When Fran Schultz's husband, Ed, passed away four years ago, she began to contemplate her future in the large 1896 Queen Anne they had shared and worked on for almost 40 years.
Afraid that keeping up the six-bedroom, two-bath house might be too much, Schultz considered moving.
"I thought that I would like something that was not hard to take care of, something smaller," she says. "I wanted to go to the city, and I looked at several different condos there."
So, with an eye to boosting her house's value in a soft market - and to satisfy her own urge for change - Schultz had her kitchen and a bathroom remodeled.
She also began scraping and painting walls, just as she and Ed had done when they moved there in 1968. "There was always a ladder up somewhere around the house," she says. "We were always working on something."
As the look of the place changed yet again, so did something else: Schultz decided it wasn't time to say goodbye to the house after all.
"It's a sense of history, all that has gone on in this house, all the things that my husband and I did here," she says. "And maybe it's a feeling that something has been accomplished, that together we made it so livable."
Over four decades, a lot happened, of course. The Schultzes' three sons grew up, moved out, and started families of their own. She went back to school and had a 27-year teaching career.
Through it all, the work needed to keep the house in order was the one constant. When Schultz's mother first saw the house, she warned her daughter, "It looks like you're getting a house and a hobby, too."
That prediction turned out to be accurate, but Schultz takes on the hard work with a positive outlook.
"A large home does keep you physically active, especially having three floors, so that is definitely a plus," she says. "I knew I wouldn't be bored."
Each morning, after reading newspapers and walking Bette, her lively four-year-old standard poodle, Schultz gets to it. Some days, she is outside mowing the lawn or tending the garden; on others, she cleans or paints inside.
"Anytime you tackle a job, you think it's going to take forever, but somehow it's never as bad as you think," she says. "Even if it looks awful, I know I'm going to get it done."
Though she has a neighbor willing to lend a hand - son Matt lives two doors down - Schultz rarely asks for help.
"She is a very independent person," says Matt Schultz. "Her house is reflective of who she is. She's made it so it would be comfortable for her."
In fact, Fran Schultz made every curtain, drape, and lamp shade in the house.
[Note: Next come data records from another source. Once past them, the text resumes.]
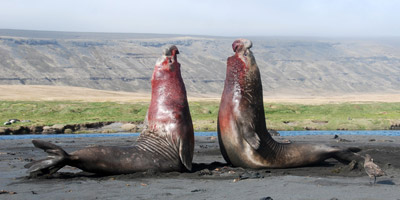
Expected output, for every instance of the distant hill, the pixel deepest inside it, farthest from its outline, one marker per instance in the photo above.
(124, 62)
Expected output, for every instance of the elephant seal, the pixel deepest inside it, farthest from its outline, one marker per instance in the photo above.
(166, 144)
(243, 136)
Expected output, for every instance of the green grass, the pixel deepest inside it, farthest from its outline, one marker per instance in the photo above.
(366, 116)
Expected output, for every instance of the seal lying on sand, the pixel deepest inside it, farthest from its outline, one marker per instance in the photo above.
(166, 144)
(243, 136)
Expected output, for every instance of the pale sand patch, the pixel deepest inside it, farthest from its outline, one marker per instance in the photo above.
(66, 93)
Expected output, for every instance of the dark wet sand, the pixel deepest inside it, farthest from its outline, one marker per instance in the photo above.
(210, 179)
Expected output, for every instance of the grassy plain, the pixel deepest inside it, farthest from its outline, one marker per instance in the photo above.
(280, 116)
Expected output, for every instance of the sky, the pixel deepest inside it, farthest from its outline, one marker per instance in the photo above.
(323, 18)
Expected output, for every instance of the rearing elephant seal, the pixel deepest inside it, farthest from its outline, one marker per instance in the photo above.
(166, 144)
(243, 136)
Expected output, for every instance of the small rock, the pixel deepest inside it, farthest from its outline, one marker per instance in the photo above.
(129, 127)
(198, 190)
(7, 192)
(14, 120)
(205, 172)
(68, 131)
(352, 165)
(273, 132)
(266, 198)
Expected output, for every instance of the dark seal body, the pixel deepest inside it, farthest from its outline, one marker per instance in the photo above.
(242, 132)
(166, 144)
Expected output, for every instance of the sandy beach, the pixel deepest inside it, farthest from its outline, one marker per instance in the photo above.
(211, 178)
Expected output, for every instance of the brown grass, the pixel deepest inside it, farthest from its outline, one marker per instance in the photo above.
(66, 93)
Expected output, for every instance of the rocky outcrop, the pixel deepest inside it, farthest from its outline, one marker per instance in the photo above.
(395, 127)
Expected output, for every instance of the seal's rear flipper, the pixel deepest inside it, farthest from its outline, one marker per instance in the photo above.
(348, 155)
(55, 160)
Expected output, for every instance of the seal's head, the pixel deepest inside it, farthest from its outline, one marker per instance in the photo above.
(168, 61)
(241, 45)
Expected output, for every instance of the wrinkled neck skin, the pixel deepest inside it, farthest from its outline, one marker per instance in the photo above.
(243, 88)
(168, 107)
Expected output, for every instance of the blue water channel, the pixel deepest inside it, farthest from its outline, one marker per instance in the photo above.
(282, 133)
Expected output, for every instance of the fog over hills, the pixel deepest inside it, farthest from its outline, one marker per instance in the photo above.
(124, 62)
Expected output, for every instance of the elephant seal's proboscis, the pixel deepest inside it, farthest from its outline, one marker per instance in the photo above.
(243, 137)
(166, 144)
She's a lifelong artist, and some rooms feature paintings she did at local art classes.
She also indulges in one of her favorite hobbies, redecorating.
"I like that it's a big home so I can change it, change the furniture, move things around," she says. "My family always used to say that changing furniture around was my favorite indoor sport."
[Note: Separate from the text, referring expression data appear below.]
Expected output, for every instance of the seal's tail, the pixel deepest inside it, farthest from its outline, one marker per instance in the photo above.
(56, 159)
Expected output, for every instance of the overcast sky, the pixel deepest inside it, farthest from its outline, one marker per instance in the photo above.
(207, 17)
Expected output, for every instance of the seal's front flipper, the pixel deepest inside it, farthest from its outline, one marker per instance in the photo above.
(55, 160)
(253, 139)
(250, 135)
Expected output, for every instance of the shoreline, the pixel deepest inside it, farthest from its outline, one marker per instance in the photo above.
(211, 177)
Lansdowne's big houses and small-town feel are what drew the Schultzes when their first home was taken by construction of the Blue Route.
"This house was different from so many other houses because of its age and layout," Fran Schultz says. "And I like the town of Lansdowne because it's only one mile square and it's something you can get your hands on."
Matt Schultz, who has written books on Lansdowne's history, says it's not uncommon for families to stay put. "It's a multigenerational town. People put down roots here, and the roots are very strong."
The Schultzes see each other almost every day - on planned outings to the movies, or when Matt's daughter drops by for a chat with her grandmother, or during chance encounters and impromptu get-togethers.
"I'm glad that she stayed," Matt Schultz says. "It's a unique thing for my 15-year-old daughter to have her grandmother two doors down. We have an extended family not under one roof, but in very close proximity."
Family and community ties have kept Fran Schultz in the house she loves for now, but she often thinks about her options for the future.
"I'm very fond of this house," she says. "There will come a day when I may have to move from this home, and I'm sure that will be a sad day, very much so."
But as she remains active in her retirement years, that day seems to be far off.
"As long as I'm healthy, I don't mind taking care of it," she says. "I'm always glad to come home to it, even though I miss my husband terribly. But I can always look at it with an eye for changing something, for making something better."